Pemilihan Pangeran Mangkubumi (BRM Herjunodarpito) sebagai Sultan Hamengkubuwono X pun juga melalui musyawarah keraton. Artinya bukan sekedar 'anak tertua' atau 'anak permaisuri' (bahkan Sultan HB IX tidak memiliki permaisuri). Ia juga melalui pertimbangan-pertimbangan, misalnya sempat diragukan karena tidak memiliki anak laki-laki.

Detail musyawarahnya bisa dibaca di arsip majalah Tempo:
http://majalah.tempointeraktif.com/id/arsip/1989/01/14/NAS/mbm.19890114.NAS21737.id.html


Jadi,
Bapak Presiden kita yang terhormat,
sangat, sangat, sangat, sangat salah besar mengatakan Yogya adalah monarki!

Pernyataan Yogya Monarki sangat-sangat-sangat menyinggung rakyat Yogya yang memilih Sultan sebagai Gubernur di tahun 1998. Bahkan ketika Sultan menyatakan tidak berminat dicalonkan kembali untuk jadi gubernur saat Pisowanan tiga tahun lalu, banyak rakyat dan pendukung sultan yang menyayangkan pernyataan tersebut.

Mungkin usul Sultan tanggal 28 September lalu benar adanya.. Referendum saja, ambil suara pada Rakyat Yogya, baik KTP Yogya, yang bertempat tinggal di Yogya, yang memiliki bisnis di Yogya, hingga yang lahir di Yogya tetapi berada di daerah lain.
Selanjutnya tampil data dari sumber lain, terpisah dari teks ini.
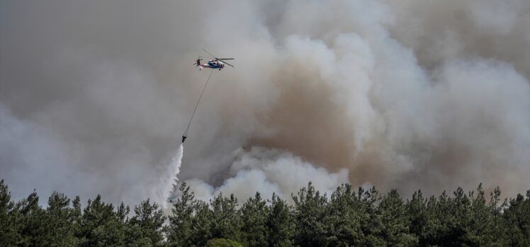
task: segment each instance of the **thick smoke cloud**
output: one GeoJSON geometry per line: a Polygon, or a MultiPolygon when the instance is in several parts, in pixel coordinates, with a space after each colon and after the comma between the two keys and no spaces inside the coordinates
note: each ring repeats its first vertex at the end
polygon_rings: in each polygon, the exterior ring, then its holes
{"type": "Polygon", "coordinates": [[[201,48],[236,57],[186,143],[179,178],[201,198],[309,180],[530,188],[527,1],[0,4],[0,177],[16,198],[156,197],[208,77],[201,48]]]}

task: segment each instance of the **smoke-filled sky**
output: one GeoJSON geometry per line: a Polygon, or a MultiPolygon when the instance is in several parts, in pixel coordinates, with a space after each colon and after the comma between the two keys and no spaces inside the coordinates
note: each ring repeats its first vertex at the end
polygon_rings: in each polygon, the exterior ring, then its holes
{"type": "Polygon", "coordinates": [[[530,189],[530,1],[0,0],[0,178],[135,204],[530,189]],[[232,62],[231,62],[232,63],[232,62]],[[167,175],[165,176],[167,177],[167,175]]]}

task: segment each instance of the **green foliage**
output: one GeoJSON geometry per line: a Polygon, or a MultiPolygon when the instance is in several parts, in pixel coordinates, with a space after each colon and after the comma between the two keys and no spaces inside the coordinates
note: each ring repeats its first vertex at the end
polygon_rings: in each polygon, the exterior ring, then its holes
{"type": "Polygon", "coordinates": [[[268,244],[267,218],[269,207],[259,192],[250,197],[241,208],[242,233],[245,246],[266,246],[268,244]]]}
{"type": "Polygon", "coordinates": [[[53,192],[47,206],[35,192],[11,200],[0,181],[1,246],[529,246],[530,190],[501,202],[479,185],[403,200],[395,190],[380,195],[372,187],[342,185],[328,197],[312,183],[293,196],[293,204],[257,192],[240,207],[233,195],[196,200],[185,183],[172,202],[169,224],[156,203],[134,207],[103,202],[84,208],[76,197],[53,192]]]}
{"type": "Polygon", "coordinates": [[[232,239],[213,238],[206,242],[205,247],[243,247],[241,243],[232,239]]]}

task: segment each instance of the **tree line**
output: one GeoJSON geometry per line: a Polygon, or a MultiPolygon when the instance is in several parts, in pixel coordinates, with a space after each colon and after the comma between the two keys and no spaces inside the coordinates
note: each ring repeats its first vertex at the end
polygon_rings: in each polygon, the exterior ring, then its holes
{"type": "Polygon", "coordinates": [[[35,192],[18,202],[0,182],[0,246],[530,246],[526,197],[468,192],[404,199],[395,190],[344,184],[327,196],[310,182],[292,204],[259,192],[239,205],[233,194],[196,199],[185,183],[166,216],[149,199],[134,206],[98,195],[84,207],[54,192],[47,207],[35,192]]]}

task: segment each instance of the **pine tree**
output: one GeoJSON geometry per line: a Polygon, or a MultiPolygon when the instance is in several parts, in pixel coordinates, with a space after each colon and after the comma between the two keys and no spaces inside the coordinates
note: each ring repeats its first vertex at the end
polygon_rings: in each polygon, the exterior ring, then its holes
{"type": "Polygon", "coordinates": [[[0,246],[15,246],[22,238],[18,231],[20,214],[11,199],[7,185],[0,180],[0,246]]]}
{"type": "Polygon", "coordinates": [[[242,234],[246,246],[266,246],[269,208],[259,192],[250,197],[241,208],[242,234]]]}
{"type": "Polygon", "coordinates": [[[300,246],[326,246],[326,197],[320,195],[320,192],[310,182],[307,187],[300,190],[298,196],[293,196],[293,216],[296,222],[295,244],[300,246]]]}
{"type": "Polygon", "coordinates": [[[166,217],[162,209],[158,209],[158,204],[150,202],[149,199],[135,206],[135,216],[128,222],[135,231],[131,231],[130,241],[149,242],[150,246],[156,246],[162,243],[162,224],[166,217]]]}
{"type": "Polygon", "coordinates": [[[276,194],[272,194],[267,216],[267,239],[269,246],[291,246],[294,224],[290,214],[290,207],[286,201],[276,194]]]}
{"type": "Polygon", "coordinates": [[[169,216],[169,225],[165,231],[168,242],[179,246],[191,246],[193,234],[191,229],[192,216],[195,211],[195,195],[190,192],[186,182],[179,188],[181,196],[173,202],[172,214],[169,216]]]}

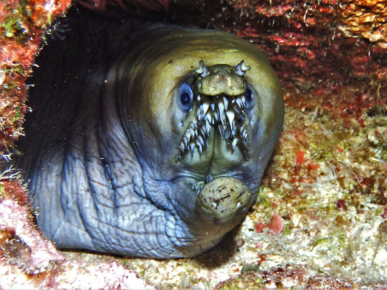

Dan ngomong2, Sultan gak pernah menaruh saudara-saudaranya atau putrinya atau besannya di jabatan strategis di Yogya lho.. Beliau jauh lebih demokratis daripada Bapak sementara Bapak jauh lebih monarkis daripada Sultan.

2 comments:

amamoto said...

Bedo balung mas bro, siji balungan kere sijine maneh balungan rojo, yen balung rojo deweke iso rumangsa, yen balungan kere mung rumangsa biso...wedi yen keluargane ora iso dadi presiden maneh

Kunderemp said...

Waduh, Mas.. kula mboten saget basa Jawa Mas. Aslinepun kulo tiyang Jakarta. Untung garwane kulo sanggup nerjemahkan sampeyan.

Nggih, Mas. Sing balungan kere mestinya kan iso rumangsa. Nanging, iki kok ora rumangsa nanging rumangsa iso.

Nyuwun ngapunten, Mas kalo kata-kata kulo campur aduk.